The message he brings back from that trip taken with eight other state lawmakers from around the U.S.: Compromise is the best way to govern.

Hello Mike Lee.

In what I would consider an anti-Lee message coming from a veteran Republican state legislator from Provo who served a term as Senate majority leader, Bramble and his U.S. counterparts on the trip came away with a consensus-building philosophy that seems to be working in the areas they visited.

The message he brings from Europe, and the message Utah's junior senator steadfastly enumerates is, in microcosm, the struggle gripping the Republican Party heading into the mid-term elections in 2014.

Lee, his government-shutdown buddy Sen. Ted Cruz of Texas and other tea-party adherents insist on philosophical purity, with no compromise acceptable. To them, resistance is the righteous way because the other side is either evil or misguided.

What Bramble says he observed on the trip that a government cold war between political parties is not constructive. It results in stalemate.

In Austria, he said, a government meltdown similar to the recent U.S. government impasse, occurred in 2010.

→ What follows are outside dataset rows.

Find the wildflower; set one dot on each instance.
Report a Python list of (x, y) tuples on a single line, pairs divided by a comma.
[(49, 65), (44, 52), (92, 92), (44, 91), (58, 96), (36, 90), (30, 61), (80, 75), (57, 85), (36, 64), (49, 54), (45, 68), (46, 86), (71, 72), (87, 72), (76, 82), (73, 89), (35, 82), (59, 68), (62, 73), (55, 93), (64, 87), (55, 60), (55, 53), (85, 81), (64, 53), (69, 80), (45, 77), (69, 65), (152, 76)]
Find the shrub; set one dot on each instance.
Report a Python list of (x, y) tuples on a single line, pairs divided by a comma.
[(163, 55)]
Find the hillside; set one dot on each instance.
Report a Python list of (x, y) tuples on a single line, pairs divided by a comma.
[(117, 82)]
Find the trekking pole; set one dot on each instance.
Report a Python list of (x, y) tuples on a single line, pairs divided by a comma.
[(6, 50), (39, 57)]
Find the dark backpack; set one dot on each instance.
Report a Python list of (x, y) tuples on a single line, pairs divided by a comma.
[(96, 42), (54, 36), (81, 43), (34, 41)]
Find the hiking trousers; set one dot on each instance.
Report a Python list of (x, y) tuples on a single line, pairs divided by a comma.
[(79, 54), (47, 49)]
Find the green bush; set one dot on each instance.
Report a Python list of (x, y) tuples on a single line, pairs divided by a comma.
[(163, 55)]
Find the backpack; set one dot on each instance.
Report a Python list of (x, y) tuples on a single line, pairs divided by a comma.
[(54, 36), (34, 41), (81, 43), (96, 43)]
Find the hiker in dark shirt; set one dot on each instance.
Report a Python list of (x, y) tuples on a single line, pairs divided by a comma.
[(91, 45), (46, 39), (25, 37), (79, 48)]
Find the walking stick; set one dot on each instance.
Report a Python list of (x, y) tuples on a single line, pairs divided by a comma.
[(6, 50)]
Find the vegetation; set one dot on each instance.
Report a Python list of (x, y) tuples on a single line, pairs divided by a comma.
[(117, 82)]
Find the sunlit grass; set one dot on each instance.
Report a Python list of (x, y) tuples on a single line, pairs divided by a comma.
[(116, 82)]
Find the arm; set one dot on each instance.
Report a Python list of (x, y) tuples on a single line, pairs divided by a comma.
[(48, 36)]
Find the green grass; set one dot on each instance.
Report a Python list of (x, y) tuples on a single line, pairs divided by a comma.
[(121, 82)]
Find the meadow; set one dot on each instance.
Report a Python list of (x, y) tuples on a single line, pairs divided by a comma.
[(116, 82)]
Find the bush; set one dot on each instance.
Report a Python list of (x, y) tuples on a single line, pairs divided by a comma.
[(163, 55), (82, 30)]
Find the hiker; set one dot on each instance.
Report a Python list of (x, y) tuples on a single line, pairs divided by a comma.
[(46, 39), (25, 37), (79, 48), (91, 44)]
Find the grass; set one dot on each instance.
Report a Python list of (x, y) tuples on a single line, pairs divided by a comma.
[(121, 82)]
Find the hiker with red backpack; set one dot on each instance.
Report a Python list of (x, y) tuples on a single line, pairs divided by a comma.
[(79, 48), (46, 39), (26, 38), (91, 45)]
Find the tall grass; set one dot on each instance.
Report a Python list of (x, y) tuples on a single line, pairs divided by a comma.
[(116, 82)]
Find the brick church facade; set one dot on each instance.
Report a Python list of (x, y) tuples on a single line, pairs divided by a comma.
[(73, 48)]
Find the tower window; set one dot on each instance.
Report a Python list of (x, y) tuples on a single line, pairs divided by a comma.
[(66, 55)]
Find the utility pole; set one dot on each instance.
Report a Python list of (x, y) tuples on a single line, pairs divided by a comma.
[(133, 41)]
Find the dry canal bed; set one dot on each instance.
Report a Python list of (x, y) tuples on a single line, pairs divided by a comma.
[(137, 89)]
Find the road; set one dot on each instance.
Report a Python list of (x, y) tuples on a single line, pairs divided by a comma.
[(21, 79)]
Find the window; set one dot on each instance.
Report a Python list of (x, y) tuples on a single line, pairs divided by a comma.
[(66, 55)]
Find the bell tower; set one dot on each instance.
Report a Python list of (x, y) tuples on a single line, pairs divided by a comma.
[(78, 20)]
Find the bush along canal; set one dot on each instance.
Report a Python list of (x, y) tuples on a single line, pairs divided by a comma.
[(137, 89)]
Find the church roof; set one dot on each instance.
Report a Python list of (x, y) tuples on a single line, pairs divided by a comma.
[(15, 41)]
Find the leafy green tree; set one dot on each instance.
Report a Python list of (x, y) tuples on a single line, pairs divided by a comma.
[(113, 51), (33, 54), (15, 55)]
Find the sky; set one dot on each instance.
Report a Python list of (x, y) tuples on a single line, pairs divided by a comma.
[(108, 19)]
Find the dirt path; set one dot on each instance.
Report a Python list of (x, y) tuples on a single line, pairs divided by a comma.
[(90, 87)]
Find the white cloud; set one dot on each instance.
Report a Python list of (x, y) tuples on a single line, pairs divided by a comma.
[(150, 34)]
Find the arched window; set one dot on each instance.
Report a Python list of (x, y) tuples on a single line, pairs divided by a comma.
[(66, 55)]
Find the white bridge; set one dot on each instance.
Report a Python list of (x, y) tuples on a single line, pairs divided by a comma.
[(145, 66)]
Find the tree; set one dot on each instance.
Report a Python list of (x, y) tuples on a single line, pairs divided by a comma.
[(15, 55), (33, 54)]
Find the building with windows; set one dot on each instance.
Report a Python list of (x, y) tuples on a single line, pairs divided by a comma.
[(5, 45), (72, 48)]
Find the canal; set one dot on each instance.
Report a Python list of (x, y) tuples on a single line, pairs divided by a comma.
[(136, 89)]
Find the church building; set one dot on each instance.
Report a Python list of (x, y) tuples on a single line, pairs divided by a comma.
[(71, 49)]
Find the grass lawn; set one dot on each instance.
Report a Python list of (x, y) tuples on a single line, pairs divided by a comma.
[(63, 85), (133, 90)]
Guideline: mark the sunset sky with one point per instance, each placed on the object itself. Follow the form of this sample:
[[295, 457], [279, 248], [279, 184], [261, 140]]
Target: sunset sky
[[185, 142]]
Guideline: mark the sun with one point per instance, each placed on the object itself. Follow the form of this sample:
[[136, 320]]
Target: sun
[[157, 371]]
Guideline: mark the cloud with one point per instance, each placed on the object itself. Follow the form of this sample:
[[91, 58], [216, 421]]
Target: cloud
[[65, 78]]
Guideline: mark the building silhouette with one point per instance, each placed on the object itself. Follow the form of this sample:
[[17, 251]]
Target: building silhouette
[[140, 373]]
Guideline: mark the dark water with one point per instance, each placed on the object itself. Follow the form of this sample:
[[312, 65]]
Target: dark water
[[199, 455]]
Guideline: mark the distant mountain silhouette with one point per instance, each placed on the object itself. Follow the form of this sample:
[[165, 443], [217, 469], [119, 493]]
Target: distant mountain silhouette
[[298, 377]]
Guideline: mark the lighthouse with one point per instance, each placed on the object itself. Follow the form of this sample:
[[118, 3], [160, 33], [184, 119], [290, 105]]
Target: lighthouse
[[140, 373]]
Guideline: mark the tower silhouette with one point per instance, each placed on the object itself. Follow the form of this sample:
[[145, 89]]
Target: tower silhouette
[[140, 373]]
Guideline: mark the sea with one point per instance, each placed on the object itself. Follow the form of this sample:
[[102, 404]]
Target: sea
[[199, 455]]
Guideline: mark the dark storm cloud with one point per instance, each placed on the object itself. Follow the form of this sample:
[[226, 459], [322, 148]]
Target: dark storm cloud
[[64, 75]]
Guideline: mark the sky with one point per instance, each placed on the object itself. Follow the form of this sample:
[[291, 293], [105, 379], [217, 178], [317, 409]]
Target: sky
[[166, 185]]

The Social Democrats and the Peoples Party, roughly equivalent to the Democrats and Republicans in the United States, were at loggerheads on various issues and could not get agreed-upon legislation through the parliament.

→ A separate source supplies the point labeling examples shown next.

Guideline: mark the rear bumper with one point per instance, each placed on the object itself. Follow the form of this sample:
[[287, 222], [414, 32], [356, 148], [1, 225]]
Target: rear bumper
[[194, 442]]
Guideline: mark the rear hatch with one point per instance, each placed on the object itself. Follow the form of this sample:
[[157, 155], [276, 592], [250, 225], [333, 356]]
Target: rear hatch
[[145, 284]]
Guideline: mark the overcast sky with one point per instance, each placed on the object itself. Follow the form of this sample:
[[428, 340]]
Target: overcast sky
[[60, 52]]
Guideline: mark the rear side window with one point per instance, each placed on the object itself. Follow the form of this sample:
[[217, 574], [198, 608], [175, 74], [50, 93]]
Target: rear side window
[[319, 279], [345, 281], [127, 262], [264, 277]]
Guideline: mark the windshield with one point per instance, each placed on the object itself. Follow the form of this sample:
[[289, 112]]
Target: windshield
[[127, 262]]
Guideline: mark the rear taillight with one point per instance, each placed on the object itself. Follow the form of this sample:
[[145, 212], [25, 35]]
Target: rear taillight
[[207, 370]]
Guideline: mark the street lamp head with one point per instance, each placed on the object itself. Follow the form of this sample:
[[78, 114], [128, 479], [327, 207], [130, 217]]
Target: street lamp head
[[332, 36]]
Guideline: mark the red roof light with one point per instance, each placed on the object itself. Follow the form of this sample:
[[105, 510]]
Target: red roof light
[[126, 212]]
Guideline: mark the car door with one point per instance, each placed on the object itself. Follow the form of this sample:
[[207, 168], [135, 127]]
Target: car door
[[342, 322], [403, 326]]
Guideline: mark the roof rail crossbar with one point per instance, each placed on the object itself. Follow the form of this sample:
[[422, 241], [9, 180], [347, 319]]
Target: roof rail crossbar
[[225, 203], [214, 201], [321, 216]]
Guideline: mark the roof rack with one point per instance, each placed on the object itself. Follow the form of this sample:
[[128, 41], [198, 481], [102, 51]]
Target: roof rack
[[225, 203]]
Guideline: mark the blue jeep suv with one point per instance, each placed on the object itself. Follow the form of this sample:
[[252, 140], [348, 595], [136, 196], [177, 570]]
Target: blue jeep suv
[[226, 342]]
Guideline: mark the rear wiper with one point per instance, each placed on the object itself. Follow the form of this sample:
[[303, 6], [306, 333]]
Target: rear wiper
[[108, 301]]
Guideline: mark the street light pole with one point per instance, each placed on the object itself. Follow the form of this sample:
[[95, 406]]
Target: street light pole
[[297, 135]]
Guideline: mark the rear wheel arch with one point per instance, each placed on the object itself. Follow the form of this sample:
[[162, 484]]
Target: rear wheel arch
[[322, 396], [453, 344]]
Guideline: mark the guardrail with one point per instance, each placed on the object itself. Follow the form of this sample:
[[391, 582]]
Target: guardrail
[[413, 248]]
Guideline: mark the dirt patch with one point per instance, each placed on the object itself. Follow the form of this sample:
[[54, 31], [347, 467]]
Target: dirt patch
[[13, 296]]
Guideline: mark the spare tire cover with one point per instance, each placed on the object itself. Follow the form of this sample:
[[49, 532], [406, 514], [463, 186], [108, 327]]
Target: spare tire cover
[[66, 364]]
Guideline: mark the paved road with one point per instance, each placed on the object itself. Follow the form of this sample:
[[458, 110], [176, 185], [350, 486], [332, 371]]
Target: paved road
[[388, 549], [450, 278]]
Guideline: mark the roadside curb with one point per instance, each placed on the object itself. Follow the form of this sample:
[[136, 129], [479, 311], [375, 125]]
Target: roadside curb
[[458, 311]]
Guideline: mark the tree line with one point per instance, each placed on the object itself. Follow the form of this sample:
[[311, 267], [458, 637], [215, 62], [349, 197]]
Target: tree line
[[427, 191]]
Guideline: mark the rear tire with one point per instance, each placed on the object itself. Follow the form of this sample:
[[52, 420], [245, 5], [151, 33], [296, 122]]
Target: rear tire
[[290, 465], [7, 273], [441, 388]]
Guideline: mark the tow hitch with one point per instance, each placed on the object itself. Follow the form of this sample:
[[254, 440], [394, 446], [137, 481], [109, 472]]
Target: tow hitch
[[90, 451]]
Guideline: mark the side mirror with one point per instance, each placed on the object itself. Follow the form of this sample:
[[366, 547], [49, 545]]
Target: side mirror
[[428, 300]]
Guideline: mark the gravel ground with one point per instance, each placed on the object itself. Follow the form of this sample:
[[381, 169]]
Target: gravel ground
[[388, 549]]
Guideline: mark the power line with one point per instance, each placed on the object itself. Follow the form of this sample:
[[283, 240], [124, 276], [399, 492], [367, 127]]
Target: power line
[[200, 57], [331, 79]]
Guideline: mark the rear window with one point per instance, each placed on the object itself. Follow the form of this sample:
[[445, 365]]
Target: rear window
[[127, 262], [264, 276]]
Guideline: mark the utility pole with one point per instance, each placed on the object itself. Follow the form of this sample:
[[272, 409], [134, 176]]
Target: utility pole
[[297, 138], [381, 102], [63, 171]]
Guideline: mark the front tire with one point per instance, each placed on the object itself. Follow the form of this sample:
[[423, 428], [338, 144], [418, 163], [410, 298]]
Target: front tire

A coalition of several parties in the country finally came together, with all sides giving a little to obtain agreements on energy, taxes and a host of other issues.

Bramble believes the same result can be obtained in the U.S. system between Congress and the president.

It's a matter of recognizing that compromise is necessary in a country with diverse interests, as opposed to an uncompromising stance in the name of principle that results in stagnation.

It happened in the 1980s between Republican President Ronald Reagan and a Democratic Congress led by House Speaker Tip O'Neill to forge major tax reform, and it happened in the 1990s between Democratic President Bill Clinton and a Republican Congress led by Newt Gingrich to pass welfare reform.

Bramble, who along with the other state lawmakers paid his own way to Europe then got his expenses over there paid by the Partnership of Parliaments, said their message will be spread through the NCSL and taken back to their individual states to show by example how compromise is superior to partisan purity.

Lee, Cruz and their supporters have argued that principle should not be compromised. Meanwhile, nothing is getting done.

Bramble, who was recently elected as vice president of NCSL and will ascend to the presidency of the national organization in 2015, formerly was a leader in the American Legislative Exchange Council, a collaboration of business and legislators across the country that is more partisan and normally advances conservative initiatives in the various state legislatures.

He has pulled back from that association, although he says he has respect for it and its adherence to conservative, Jeffersonian principles.

But, he said, it's more of an echo chamber for one set of philosophies, and he has come to believe that's not how best to get things done in govenrment.